0 To 62 MPH In 2.5 Seconds
January 24, 2017, Hybrid Cars
Canadian electric vehicle startup Girfalco revealed two models of its Azkarra three-wheel electric car, one a high-performance version that whisks from 0 to 62 mph in 2.5 seconds — hypercar territory.
Designed for both road and track use, the top-end Azkarra S has three electric motors that deliver power to each wheel that enable full torque vectoring and a combined continuous output of 220 horsepower (162 kilowatts).
In addition to the 2.5-second 0-62 time, the Azkarra S also has a governed top speed of 149 mph (240 km/h).
Girfalco notes that these figures are based on “conservative” simulations, not actual testing — so actual performance could end up better or worse.
The tamed down standard Azkarra is no slouch however.
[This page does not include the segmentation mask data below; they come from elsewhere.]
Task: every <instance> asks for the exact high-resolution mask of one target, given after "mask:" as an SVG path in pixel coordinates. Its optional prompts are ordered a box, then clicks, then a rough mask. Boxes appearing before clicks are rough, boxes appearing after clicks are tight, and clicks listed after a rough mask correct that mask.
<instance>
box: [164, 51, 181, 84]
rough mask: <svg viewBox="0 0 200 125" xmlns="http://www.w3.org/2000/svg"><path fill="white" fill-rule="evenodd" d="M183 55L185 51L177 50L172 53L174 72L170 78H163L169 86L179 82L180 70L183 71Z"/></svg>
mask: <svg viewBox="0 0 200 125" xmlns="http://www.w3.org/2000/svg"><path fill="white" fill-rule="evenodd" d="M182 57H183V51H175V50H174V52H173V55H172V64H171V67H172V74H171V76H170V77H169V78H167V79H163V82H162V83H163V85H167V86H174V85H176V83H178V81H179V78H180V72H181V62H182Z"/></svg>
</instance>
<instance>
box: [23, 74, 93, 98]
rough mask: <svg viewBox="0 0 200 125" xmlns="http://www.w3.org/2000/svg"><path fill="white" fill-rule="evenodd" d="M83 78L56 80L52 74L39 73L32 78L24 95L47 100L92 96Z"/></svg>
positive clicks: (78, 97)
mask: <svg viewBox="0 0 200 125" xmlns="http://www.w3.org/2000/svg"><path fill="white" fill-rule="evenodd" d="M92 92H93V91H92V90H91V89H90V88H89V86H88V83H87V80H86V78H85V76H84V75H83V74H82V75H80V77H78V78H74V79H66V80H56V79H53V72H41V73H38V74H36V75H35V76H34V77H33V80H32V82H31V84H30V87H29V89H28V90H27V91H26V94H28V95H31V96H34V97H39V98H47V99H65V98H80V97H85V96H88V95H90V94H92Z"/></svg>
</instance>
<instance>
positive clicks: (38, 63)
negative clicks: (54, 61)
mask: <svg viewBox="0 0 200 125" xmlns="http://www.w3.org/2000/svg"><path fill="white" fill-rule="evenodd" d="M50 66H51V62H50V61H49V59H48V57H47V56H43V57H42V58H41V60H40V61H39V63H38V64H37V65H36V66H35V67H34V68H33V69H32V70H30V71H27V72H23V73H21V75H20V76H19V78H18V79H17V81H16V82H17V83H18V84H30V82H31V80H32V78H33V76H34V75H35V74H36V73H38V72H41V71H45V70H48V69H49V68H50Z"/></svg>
A single electric motor sends 74 horsepower (54 kilowatts) to the rear wheel, good enough for a 0 to 60 mph sprint of 4.5 seconds and a top speed of 124 mph (200 km/h).
No specifications about the battery were released, but Girfalco said the driving range for both models is approximately 124 miles — depending on driving style — and the battery can be recharged to around 80 percent in 30 minutes with a Level 3 charger.
For a leisurely or fast countryside jaunt, the driver and a single passenger can enjoy music from a Kenwood audio system with two USB ports, AUX inputs and Bluetooth connectivity.
A number of options will be available including leather trim, a suede-lined steering wheel, different alloy wheel designs and a variety of paint schemes.
Whichever model you choose, be sure to check the weather before heading out, there’s no roof for the Azkarra.
Those with the need for speed should also check their wallets. The standard Azkarra is priced starting at $51,323 ($67,500 CD), while the Azkarra S stickers for $74,133 ($97,500 CD). That’s a huge chunk of change for not very many driving miles.
Girfalco, based in Boucherville, Québec, Canada has begun taking pre-orders, and plans to limit production to just 100 cars with a build rate of 25 units per year.